Falls captured in trauma registries differ from typical methods used in other observational studies that use self-reports through diary or interview. Trauma registries capture more severe falls that result in presentations for medical care with detailed outcome measures such as the severity and site of injury [9, 10]. In contrast, studies relying on self-reported outcomes pick up minor and non-injurious falls. For example, a survey of community dwelling elderly showed that 67% of falls resulted in injuries, with 8.6% reporting head injuries [11]. Severity of injuries usually cannot be determined in these studies. The use of trauma registries in the study of falls thus provides an additional perspective and information on more severe falls that result in healthcare utilization.
Aim and hypothesis
This study aims to use nation-wide registry data to evaluate how functional status, as represented by the mRS, is associated with post-stroke falls. We hypothesize that lower mRS, representing milder functional deficits, is associated with reduced risks of fall.
Methods
This retrospective cohort study analyzed data from national registries to examine the risk factors for post-stroke falls. Singaporean patients who survived the index admission for stroke were identified from the National Stroke Registry (NSR). The records were then matched to the National Trauma Registry (NTR) by national identification number and de-identified prior to analysis. For both registries, data between the years 2011 to 2015 was used.

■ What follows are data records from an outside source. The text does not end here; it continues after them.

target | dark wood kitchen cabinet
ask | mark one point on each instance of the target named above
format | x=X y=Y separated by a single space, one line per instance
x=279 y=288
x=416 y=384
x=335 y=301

NSR, established in 2002, collects information on stroke cases diagnosed in all public hospitals. NSR is notified of stroke cases through medical claims made to the Singapore Ministry of Health, hospital inpatient discharge summaries and the national death registry. Information collected by the registry (e.g. risk factors and functional outcome scores) is then obtained from medical records and uploaded to the registry in standardised electronic forms [12].
NTR, established in 2011, captures cases that present to emergency departments of all public hospitals with a diagnosis relating to trauma. Information collected include injury severity and outcome measures. Some fields are captured from electronic records automatically while others are collected by data coordinators from the records [10].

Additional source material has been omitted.